A matéria concorda com a ideia de que o aumento dos aluguéis – ou custos de moradia em geral, nos Estados Unidos ou qualquer outro lugar – tem motivos além da oferta e demanda. Ativistas para moradia acessível gostam de apontar que maioria das novas construções são habitações de luxo, querendo dizer que a oferta de unidades não-luxuosas não estão crescendo muito. Outros gostam de dizer que os preços historicamente diminuíram junto com a diminuição no ritmo da construção.

Ambos estes argumentos estão errados. O último ponto inverte causa e consequência: dado um declínio inesperado na demanda por motivo de crises financeiras ou outros choques os preços caem e o interesse em novas construções de dissipa até o esgotamento do estoque existente. O primeiro ponto deixa escapar a fungibilidade fundamental do imóvel. Quando há um atraso na construção de novas unidades de luxo os muito ricos compram estoques imobiliários mais antigos a preços exorbitantes e pagam para reforma-los. Se vê isso em Londres, por exemplo, onde literalmente toda residência na cidade está sendo reformada, incluindo aquelas que foram reformadas ano passado. Moradores tomam iniciativa para espantar construtoras que tentam erguer seus andaimes, supondo que os proprietários querem adicionar um ou dois andares na sua residência. É uma dor de cabeça. Tem uma equipe de empreiteiros arriscados escavando uma nova adega pra gente neste exato momento. O ponto é que se a demanda para construções de ponta não seja satisfeita com novas construções ela vai fluir à oferta existente, colocando pressão para aumentar os preços de imóveis até se tornarem absurdos.
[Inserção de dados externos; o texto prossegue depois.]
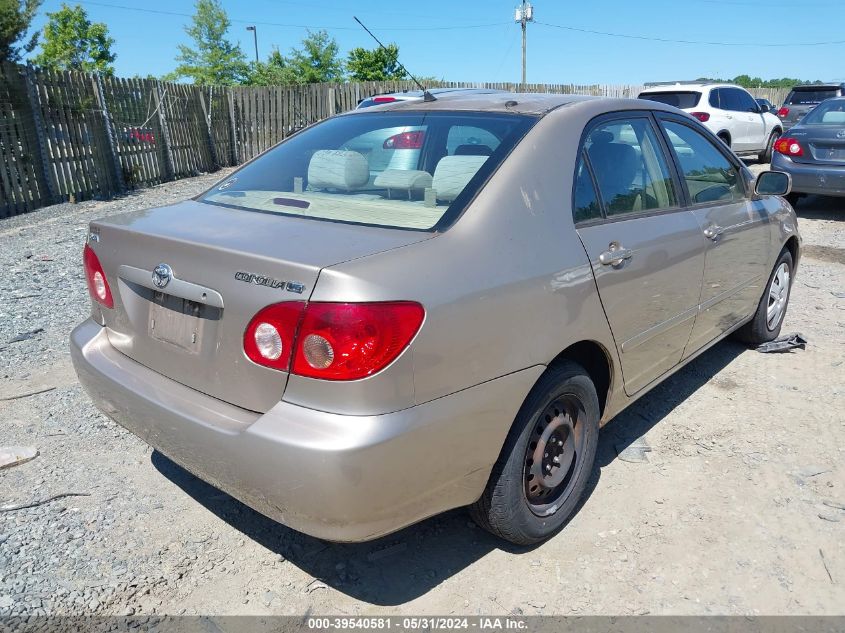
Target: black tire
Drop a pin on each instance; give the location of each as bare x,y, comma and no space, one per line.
509,507
759,329
766,155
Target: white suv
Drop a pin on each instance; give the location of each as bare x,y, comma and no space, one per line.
729,111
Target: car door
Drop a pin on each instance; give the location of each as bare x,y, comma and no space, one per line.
646,251
735,229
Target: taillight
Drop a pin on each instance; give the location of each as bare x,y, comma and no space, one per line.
271,334
405,140
98,286
332,341
789,146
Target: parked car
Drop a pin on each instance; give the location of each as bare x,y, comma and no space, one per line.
417,95
729,111
350,353
814,152
802,99
765,105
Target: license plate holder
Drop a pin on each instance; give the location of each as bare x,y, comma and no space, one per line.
176,321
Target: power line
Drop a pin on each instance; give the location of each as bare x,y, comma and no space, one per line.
673,41
298,26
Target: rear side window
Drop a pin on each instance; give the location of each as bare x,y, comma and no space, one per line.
802,97
629,167
408,170
709,175
679,99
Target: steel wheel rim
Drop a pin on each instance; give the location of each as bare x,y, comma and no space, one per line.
554,453
777,296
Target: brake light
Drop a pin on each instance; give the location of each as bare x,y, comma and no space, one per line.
271,334
98,286
789,147
405,140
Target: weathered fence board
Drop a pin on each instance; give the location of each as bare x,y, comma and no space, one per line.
78,136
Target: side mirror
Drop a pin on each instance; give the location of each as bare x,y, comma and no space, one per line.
773,183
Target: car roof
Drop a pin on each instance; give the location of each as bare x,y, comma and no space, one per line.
530,103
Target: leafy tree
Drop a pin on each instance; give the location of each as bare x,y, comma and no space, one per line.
213,60
73,42
15,18
378,64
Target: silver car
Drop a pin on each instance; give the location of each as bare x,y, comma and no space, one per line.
350,349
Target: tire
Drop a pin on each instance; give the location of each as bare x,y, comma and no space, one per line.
560,419
766,155
762,328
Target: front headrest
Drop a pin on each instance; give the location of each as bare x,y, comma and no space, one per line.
338,169
453,173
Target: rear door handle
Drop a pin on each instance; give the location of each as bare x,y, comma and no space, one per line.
713,232
615,256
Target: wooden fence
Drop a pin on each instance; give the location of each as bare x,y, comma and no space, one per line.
76,136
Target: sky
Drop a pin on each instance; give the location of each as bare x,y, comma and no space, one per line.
477,40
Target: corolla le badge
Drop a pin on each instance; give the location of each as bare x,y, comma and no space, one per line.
162,274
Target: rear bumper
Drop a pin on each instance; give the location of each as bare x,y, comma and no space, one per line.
341,478
818,178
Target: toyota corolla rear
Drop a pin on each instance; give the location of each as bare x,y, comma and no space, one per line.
211,339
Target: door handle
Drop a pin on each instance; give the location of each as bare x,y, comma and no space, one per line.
713,232
615,256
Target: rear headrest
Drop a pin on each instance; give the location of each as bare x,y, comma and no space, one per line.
472,150
337,169
453,173
833,116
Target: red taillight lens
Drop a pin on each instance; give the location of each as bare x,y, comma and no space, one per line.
345,341
405,140
271,334
98,286
789,147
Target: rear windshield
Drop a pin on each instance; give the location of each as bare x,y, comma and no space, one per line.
678,99
408,170
798,97
827,113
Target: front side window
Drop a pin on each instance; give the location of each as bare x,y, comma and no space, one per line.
629,167
709,175
408,170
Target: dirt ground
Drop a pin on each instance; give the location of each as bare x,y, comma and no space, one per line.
738,508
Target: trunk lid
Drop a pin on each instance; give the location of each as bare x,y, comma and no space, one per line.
226,265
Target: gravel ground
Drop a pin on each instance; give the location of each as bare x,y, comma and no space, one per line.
738,508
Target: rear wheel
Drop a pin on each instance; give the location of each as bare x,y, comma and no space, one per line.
542,472
766,155
768,319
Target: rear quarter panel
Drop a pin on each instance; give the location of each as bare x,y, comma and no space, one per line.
507,287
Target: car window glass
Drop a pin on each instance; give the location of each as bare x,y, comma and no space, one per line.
466,140
709,175
586,204
630,167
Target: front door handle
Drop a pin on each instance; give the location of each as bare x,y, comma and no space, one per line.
615,256
713,232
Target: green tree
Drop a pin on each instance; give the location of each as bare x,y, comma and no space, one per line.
72,42
378,64
15,18
213,59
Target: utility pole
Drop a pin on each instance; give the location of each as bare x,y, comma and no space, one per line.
524,14
255,39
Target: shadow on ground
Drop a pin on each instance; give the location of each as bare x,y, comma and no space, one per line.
403,566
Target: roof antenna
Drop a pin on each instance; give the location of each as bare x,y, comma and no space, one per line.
427,96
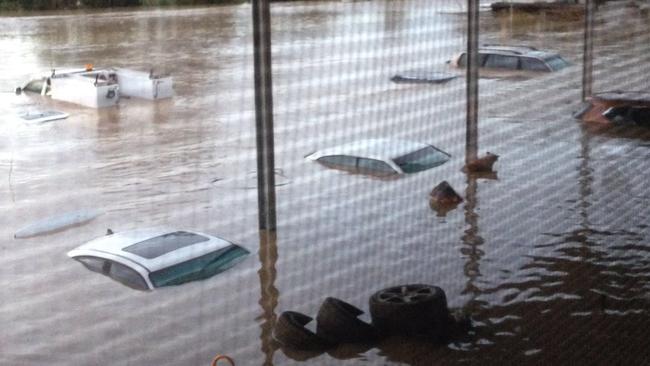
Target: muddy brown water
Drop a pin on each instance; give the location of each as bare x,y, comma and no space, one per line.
551,258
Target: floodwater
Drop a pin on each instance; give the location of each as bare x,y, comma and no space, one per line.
551,259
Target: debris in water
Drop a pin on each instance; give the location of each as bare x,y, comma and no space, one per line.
42,116
481,165
56,223
423,77
443,198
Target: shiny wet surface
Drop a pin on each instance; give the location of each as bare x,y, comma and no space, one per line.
551,258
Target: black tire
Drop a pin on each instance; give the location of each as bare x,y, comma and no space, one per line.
290,331
338,322
412,310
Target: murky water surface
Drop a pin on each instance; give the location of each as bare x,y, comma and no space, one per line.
552,258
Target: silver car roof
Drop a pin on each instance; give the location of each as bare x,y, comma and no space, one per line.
379,149
114,244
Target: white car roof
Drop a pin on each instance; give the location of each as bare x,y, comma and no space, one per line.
114,244
380,149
Um artigo recente no TechCrunch coloca muito bem este ponto em uma boa explicação sobre a crise imobiliária de San Francisco. A economia da Bay Area está disparando mas a região é uma das mais difíceis de se construir no país. Assim, preços estão disparando e bairros estão se transformando, ocasionalmente gerando conflitos sociais desagradáveis.
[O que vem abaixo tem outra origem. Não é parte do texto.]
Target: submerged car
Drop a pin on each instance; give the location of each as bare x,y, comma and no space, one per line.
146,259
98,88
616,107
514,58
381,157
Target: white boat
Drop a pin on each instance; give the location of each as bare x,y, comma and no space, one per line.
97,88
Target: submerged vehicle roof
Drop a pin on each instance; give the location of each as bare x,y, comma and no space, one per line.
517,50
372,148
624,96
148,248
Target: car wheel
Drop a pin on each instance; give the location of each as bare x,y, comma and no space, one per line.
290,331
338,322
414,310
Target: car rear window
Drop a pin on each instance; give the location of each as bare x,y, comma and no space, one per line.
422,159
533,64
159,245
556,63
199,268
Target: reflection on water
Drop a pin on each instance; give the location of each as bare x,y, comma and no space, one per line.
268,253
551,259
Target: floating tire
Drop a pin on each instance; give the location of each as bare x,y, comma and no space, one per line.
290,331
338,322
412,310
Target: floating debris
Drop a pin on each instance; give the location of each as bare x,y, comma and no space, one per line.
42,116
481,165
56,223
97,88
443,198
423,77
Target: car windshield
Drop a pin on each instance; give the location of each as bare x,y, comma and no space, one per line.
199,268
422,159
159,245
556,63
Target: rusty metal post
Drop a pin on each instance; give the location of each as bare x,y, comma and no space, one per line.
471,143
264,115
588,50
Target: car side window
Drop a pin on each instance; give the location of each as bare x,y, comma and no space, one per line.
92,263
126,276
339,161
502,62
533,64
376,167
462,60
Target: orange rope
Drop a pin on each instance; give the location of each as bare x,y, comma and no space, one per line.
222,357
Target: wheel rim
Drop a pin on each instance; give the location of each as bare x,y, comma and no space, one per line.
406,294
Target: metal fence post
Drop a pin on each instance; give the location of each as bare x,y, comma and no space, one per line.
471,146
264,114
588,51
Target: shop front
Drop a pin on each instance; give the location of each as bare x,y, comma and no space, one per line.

Casa no Itaim Bibi se recusa a vender a incorporadores: não necessariamente estão
fazendo um bem à cidade [Fonte: Folha]
Mas a autora do artigo do TechCrunch, Kim-Mai Cutler, coloca o dedo na ferida do problema. Sim, restrições à oferta são a causa da crise de acessibilidade. O problema surge ao tentar entender porque aquelas restrições estão lá e como aliviá-las.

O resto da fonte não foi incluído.